Sometimes I wonder why it is that black dogs are just more fun.
For example, last weekend, I went to visit my nephew, Oliver, a blond, jolly chap certainly keen for ball chasing and bitey face. Yet, somehow, I just wasn't feeling that joie de vivre.
|I'm ready to go inside now, please.|
Then today, my pal, Jimmy came over. Note that Jimmy is decidedly black (albeit somewhat recalcitrant about getting his photo taken).
|Just look at the camera, then we'll both get some nommies.|
But photo ops are really for the humans because the whole point of having friends over is to run around the yard as fast as you can for as long as you can. I think you know what I mean.
I'm unclear as to what sort of dog Jimmy actually is, but from the way he moved, I have to assume some border collie and maybe a touch of greyhound. Yours truly felt positively slothful compared to him.
It wasn't long before the next door neighbor dog, Winnie, decided that she wanted to join in the fun. Obviously she sussed out that this was a black dog affair.
|Welcome to my side of the fence.|
Little did I know that Winnie and Jimmy (the coupling of their names is a tad cloying) would launch into some body bashing dance of love. Foolishness such as that is not the way of the labradog, thank you very much.
|I'll sit this dance out.|
I retreated to the comfort of my pool. Besides, I needed a break and what could be more refreshing than splashing about in the cool waters of our local pond?

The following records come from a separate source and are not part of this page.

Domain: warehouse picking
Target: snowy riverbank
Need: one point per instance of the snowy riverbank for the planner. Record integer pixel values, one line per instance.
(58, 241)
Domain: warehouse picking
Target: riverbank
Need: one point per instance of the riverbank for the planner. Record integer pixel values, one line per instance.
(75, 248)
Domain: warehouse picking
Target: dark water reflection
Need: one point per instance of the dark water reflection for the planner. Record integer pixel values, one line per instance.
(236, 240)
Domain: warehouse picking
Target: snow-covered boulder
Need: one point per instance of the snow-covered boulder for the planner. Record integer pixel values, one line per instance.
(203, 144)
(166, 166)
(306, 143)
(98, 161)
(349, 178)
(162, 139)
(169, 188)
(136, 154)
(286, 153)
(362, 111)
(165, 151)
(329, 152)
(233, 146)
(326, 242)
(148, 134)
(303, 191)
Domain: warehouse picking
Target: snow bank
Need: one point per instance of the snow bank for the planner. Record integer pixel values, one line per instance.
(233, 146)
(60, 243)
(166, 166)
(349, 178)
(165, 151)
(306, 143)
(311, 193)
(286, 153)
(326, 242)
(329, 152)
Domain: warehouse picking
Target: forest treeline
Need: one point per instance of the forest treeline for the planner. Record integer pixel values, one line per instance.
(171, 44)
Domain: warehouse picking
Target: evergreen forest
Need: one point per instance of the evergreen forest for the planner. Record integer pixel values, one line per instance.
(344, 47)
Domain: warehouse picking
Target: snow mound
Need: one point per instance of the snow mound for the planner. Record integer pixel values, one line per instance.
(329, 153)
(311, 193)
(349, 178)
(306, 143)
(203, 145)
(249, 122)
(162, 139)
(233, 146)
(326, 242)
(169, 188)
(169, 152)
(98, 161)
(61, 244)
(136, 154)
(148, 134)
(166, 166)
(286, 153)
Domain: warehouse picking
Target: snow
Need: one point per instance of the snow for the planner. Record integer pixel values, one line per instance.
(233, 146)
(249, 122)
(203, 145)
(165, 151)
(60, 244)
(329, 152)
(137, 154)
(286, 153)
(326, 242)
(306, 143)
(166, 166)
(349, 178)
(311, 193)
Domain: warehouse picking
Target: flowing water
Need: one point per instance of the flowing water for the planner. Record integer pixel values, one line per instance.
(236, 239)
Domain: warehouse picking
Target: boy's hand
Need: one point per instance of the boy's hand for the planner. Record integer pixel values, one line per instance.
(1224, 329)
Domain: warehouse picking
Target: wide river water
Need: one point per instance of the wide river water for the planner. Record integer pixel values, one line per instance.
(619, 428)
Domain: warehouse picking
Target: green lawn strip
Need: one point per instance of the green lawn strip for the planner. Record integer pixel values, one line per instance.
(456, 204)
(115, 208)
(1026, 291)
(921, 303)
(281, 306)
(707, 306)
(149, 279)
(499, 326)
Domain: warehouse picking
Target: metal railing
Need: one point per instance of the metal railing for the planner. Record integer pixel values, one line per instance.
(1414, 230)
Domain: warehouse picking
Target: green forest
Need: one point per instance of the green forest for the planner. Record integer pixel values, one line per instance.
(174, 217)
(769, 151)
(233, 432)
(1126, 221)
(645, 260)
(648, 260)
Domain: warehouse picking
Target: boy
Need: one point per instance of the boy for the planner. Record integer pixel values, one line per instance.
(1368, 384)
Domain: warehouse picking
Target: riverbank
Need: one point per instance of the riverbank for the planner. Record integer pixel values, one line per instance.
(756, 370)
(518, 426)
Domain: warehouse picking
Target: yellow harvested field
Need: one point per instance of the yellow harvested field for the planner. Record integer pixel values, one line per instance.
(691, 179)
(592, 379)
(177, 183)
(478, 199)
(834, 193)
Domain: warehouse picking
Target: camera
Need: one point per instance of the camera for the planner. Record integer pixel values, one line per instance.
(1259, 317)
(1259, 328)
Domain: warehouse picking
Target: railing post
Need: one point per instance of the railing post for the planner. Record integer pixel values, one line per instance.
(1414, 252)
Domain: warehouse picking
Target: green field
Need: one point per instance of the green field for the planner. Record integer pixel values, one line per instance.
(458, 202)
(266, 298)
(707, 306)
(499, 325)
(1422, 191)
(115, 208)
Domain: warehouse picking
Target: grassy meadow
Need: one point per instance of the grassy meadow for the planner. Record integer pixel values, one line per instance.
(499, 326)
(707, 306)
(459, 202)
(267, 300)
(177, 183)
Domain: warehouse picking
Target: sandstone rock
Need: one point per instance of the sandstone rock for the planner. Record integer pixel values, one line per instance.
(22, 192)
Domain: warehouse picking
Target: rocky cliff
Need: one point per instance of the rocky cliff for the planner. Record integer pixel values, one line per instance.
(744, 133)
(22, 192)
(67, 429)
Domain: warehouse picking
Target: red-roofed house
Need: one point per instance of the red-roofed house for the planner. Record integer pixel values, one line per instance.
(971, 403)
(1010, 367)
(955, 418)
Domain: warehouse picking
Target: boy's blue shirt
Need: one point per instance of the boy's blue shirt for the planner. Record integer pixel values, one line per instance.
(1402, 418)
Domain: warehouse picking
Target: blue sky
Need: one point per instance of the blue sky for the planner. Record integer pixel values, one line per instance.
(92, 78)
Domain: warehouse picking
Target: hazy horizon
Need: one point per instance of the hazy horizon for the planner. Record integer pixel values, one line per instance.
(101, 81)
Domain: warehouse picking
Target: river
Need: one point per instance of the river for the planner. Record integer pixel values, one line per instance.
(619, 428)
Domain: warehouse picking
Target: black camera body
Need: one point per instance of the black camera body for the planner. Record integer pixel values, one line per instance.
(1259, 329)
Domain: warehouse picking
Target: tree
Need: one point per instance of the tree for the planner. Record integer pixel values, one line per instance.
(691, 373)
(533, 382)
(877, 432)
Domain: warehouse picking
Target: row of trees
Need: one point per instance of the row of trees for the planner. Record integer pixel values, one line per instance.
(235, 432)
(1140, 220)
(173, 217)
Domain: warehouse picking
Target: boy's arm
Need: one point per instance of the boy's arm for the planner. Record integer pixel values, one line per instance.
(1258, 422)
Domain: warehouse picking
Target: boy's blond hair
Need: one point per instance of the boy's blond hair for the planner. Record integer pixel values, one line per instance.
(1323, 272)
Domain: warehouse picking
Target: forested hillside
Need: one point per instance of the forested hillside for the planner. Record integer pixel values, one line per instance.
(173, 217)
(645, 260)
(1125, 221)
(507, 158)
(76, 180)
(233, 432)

I never knew Winnie was such a party animal! She partied 'till she puked!
And Jimmy pooped more times than I could count!
I admit to feeling a bit miffed at the evil witch who had insisted I empty my tanks before the party started. I'll know better next time.
|I'm trying to ignore the boots on Jimmy's mom. Humans... no fashion sense.|
In conclusion, I can now say with certainty that black dogs are more fun.
Let's hear it for black dog power!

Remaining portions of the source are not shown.